さて、今世紀はVUCA(ブーカ)すなわちVolatility(変動性)、Uncertainty(不確実性)、Complexity(複雑性)、Ambiguity(曖昧性)の時代であるということがビジネスの世界では当たり前のように言われているそうです。例えば気候変動に伴う大規模自然災害の増加、あるいは宗教対立や自国優先主義を背景としたテロリズム・国際紛争の勃発といった出来事により、地球上のあらゆる地域の人々の日常が突然混乱に陥ることがあるという事実を誰もが実感していたはずでした。しかし、被災経験がある方々のような真の当事者でない限り、実際には平時にそのようなリスクを認識し備えるという意識は根付いていないということが、今回のCOVID-19のパンデミックにより露呈したように思います。卑近な例を挙げれば、COVID-19の第一波が来た際の個人用防護具(PPE)の絶望的な不足です。それまで、PPEのような消耗品はほぼ完全に市場原理に従って調達されており、輸入が途絶えたことで急きょ実施した、国産で安定供給を図る施策は結局中途半端になり、現在はほとんどの消耗品が中国その他の安価な外国製品に戻ってしまいました。

今年『The Lancet』誌上に発表された論文1)では、アジアとヨーロッパの各国における医療政策から得た教訓が述べられていますが、日本の医療人として多くの反省すべき点を読み取ることができます。いずれにしても、今後なすべきことの要点は、基本再生産数(1人の感染者から生じうる二次感染者数)などの疫学指標に基づいて制限緩和を科学的に検討すること、コミュニティーの感染予防への取り組みを推進すること、公衆衛生と医療システムの能力を高めること等でしょうが、出口戦略として最も重要であると考えられているワクチンについては未だ情報が不十分であり、優先的に接種が予定されている医療従事者の間でも不安が先立っているような状況です。しかしながら、VUCAは医療の常であると私は考えておりますので、今年早々にも計画されているワクチン接種には率先して臨むつもりです。

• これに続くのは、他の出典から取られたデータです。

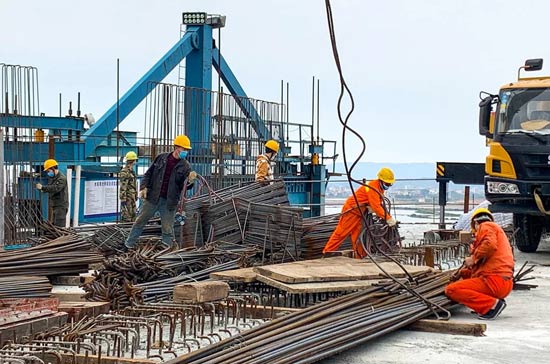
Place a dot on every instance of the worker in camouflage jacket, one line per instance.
(128, 189)
(58, 199)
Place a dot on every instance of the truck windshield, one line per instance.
(525, 111)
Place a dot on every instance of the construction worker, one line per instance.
(128, 189)
(369, 198)
(487, 274)
(58, 199)
(264, 171)
(160, 191)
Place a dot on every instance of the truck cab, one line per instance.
(516, 123)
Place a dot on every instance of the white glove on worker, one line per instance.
(143, 193)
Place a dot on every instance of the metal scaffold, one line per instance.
(21, 206)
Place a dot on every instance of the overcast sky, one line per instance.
(415, 68)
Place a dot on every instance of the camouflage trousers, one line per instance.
(128, 211)
(59, 216)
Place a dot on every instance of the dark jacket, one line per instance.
(57, 191)
(152, 179)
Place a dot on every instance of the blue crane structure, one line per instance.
(71, 144)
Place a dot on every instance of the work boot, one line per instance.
(494, 312)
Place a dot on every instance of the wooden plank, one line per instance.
(78, 310)
(15, 332)
(93, 359)
(71, 280)
(243, 275)
(200, 292)
(449, 327)
(316, 287)
(333, 269)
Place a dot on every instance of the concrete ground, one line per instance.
(521, 334)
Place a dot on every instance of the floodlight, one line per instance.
(197, 18)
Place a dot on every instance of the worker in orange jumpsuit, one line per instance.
(487, 274)
(350, 223)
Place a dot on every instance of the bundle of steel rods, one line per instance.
(109, 239)
(150, 273)
(325, 329)
(25, 286)
(64, 255)
(200, 211)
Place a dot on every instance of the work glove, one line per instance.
(143, 194)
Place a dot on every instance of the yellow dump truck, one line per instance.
(516, 123)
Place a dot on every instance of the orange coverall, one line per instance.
(491, 276)
(351, 222)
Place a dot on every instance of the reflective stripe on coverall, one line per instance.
(491, 276)
(351, 222)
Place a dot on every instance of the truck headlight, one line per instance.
(502, 187)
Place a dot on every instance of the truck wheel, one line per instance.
(528, 236)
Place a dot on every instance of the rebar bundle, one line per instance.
(24, 286)
(328, 328)
(150, 272)
(206, 213)
(64, 255)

現在、様々なメディアにおいて「ウィズコロナ」、「ポストコロナ」、「ニューノーマル」などのフレーズが飛び交っておりますが、いずれもコロナ禍がもたらした地域の社会・経済・生活、さらには文化や価値観への多大な影響に対処するための考え方を表したものかと思います。そこで、地域の皆さま方の取り組みを医療の面からしっかり支えるという意味で、当院は「重点医療機関として徳島県のCOVID-19の診療にも貢献しつつ、万全の感染予防体制の下で救急医療・高度先進医療を守りぬくこと」を今年のミッションと致します。たとえCOVID-19の疑いがあろうとも、今ここで緊急手術や処置を要する患者さんは必ず受け入れます。入院される患者さんや陽性者のケアを担当する職員へのPCR検査もしっかり行い、患者さんにも職員にも安心していただける病院であり続けます。

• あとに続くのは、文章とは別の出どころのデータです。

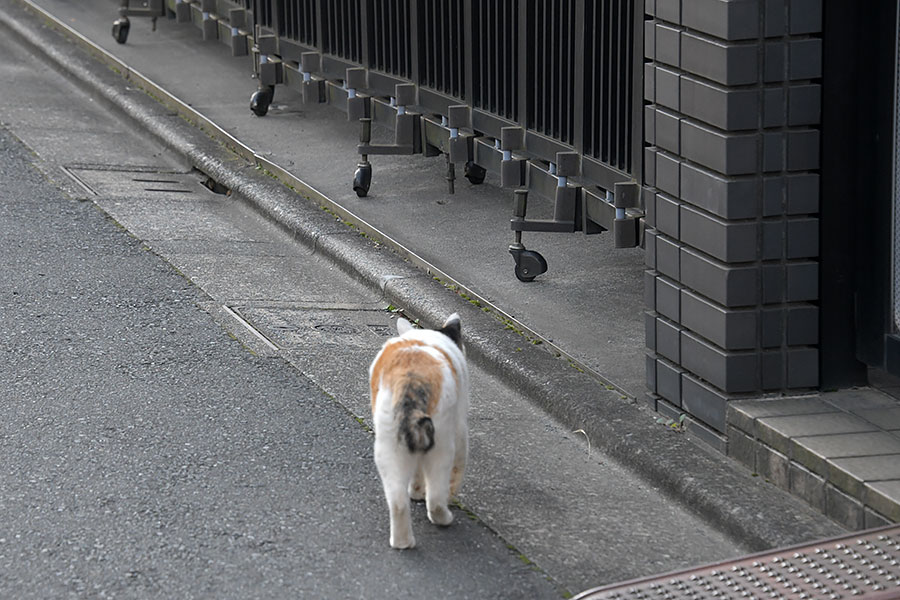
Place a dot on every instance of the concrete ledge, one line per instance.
(823, 449)
(755, 512)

このような困難な時にこそ、職員には笑顔を忘れずにいて欲しいですし、それが患者さんの笑顔につながるものであると信じております。そのためにも、院内外への情報発信はしっかり行い、この疫病を制圧するまで「コロナを越えてゆこう」をスローガンに職員一丸となってがんばりたいと考えております。

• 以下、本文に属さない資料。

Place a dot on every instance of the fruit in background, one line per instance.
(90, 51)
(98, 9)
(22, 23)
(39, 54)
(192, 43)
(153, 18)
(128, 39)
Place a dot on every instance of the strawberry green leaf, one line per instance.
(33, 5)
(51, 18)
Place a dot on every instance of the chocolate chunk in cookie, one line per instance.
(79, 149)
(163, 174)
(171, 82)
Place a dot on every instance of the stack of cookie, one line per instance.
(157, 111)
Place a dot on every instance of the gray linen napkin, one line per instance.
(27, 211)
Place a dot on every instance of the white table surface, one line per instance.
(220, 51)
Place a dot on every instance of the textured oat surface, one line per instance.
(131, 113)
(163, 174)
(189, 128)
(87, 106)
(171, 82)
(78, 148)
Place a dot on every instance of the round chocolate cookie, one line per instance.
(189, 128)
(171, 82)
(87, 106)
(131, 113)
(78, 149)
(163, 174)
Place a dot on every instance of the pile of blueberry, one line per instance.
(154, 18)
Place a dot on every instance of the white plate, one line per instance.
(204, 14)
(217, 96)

1)Han E. et al:Lessons learnt from easing COVID-19 restrictions: an analysis of countries and regions in Asia Pacific and Europe(COVID-19の規制からその緩和への過程で学んだ教訓)Lancet. 2020 Nov 7;396(10261):1525-1534.

2021年1月

ごとう・てつや
1981年徳島大学医学部卒。徳島大学第一内科に入局、テネシー大学ノックスビルメディカルセンター、徳島県立中央病院などを経て、1998年より徳島赤十字病院内科で消化器内科の拡充、造血細胞移植チームの立ち上げに携わった。2011年副院長を経て、2019年より院長。ライフワークは造血器腫瘍の免疫療法。医学博士。